Psychedelic research has gone through a sort of renaissance in the last couple of years. More and more studies have investigated the potential therapeutic applications of controlled-substances such as psilocybin (the active psychoactive ingredient in ‘magic mushrooms’), LSD, and MDMA, for treating PTSD, depression, anxiety, or addiction disorders. A new study suggests that the effects of psilocybin on how the brain processes emotions can last for up to a month after an initial high dose.
Most studies that examined the effects of psilocybin in the brain focused on performing fMRI scans of brain activity during the high of the trip, alongside a followup patient evaluation. While such monitoring is valuable, researchers at the Johns Hopkins University School of Medicine went the extra mile and performed brain scans on 12 volunteers when they received a high dose of psilocybin, scanning again week and one month after this administration.
In addition, the volunteers had to complete various tasks that assessed their emotional functioning and wellbeing.
According to the results published in the journal Scientific Reports, the volunteers’ level of self-reported emotional distress was significantly reduced in the first week after they received psilocybin under supervision. Additionally, the brain scans showed a decrease in the amygdala’s response to emotional information one week after the initial psychedelic dose.
“Acute psilocybin effects include reduced negative mood, increased positive mood, and reduced amygdala response to negative affective stimuli,” the authors wrote in the study.
The amygdala represents a collection of neural cells in the brain where emotions are given meaning, remembered, and attached to our associations with them and responses to them. It is also the seat of the infamous ‘fight-or-flight’ response that is triggered by intense negative emotions such as fear, anxiety, aggression, and anger.
Negative affect (a broad concept that can be summarized as feelings of emotional distress) in response to facial stimuli and the amygdala response returned to baseline levels after one month. However, positive affect remained elevated, and trait anxiety was reduced even after one month.
“A single high dose of psilocybin, administered to properly screened individuals in a carefully controlled setting, can have lasting positive effects on emotional functioning in healthy individuals.

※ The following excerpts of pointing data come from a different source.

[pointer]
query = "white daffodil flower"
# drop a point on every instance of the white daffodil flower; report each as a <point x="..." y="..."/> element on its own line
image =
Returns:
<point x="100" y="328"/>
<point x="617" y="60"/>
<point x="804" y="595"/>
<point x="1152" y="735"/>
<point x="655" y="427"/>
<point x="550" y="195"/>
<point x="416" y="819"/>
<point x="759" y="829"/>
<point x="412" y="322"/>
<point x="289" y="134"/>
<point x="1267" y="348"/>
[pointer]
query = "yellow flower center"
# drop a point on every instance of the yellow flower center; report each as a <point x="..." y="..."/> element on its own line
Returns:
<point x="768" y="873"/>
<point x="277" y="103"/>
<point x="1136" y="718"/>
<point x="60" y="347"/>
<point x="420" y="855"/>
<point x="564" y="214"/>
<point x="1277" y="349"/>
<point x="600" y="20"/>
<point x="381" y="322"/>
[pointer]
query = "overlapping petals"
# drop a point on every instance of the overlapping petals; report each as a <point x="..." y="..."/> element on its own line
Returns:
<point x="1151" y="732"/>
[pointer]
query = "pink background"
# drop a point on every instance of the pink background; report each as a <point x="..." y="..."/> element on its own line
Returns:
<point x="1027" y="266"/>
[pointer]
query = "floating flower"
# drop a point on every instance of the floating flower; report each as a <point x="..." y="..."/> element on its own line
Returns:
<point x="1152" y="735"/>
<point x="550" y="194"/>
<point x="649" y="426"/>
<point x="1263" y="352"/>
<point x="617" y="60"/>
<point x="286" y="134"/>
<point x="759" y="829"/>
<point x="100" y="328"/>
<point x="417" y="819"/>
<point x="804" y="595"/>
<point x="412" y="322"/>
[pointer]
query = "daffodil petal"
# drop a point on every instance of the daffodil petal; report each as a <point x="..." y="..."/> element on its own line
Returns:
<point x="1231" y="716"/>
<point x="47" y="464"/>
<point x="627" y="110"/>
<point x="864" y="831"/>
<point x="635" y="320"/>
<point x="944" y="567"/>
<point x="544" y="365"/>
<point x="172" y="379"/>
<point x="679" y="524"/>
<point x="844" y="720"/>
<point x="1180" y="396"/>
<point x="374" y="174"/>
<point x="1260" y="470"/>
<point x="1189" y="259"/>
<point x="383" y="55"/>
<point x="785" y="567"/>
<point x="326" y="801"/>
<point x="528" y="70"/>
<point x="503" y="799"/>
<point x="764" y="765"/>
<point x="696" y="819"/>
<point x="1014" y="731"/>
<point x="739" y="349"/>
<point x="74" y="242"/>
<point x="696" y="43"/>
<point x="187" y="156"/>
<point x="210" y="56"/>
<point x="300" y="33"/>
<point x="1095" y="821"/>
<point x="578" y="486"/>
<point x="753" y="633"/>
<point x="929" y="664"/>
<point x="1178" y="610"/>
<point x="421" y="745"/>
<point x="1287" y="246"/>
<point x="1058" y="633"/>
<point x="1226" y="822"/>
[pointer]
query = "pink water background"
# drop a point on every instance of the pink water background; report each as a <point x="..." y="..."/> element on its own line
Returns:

These effects were reflected in transient changes in the function of brain regions that support emotional processing,” Frederick Barrett, an assistant professor and the corresponding author of the study, told PsyPost.
Due to its small sample size, it would be unwise to draw general conclusions from this study, but these preliminary results are encouraging and warrant more research. They suggest that the positive effects of psilocybin on our emotional wellbeing can be long-lasting from a single dose, which stands in stark contrast to conventional psychiatric drugs that typically require daily administration and can have severe negative side effects.
“These preliminary findings suggest that psilocybin may increase emotional and brain plasticity, and the reported findings support the hypothesis that negative affect may be a therapeutic target for psilocybin,” the authors wrote.
Previously, studies showed that psilocybin resets the activity of key brain circuits linked to depression, allowing patients to feel ‘defragged’ or ‘rebooted’. Other studies have linked the psychedelic drug to reduced anxiety and lower compulsion to pursue addictions.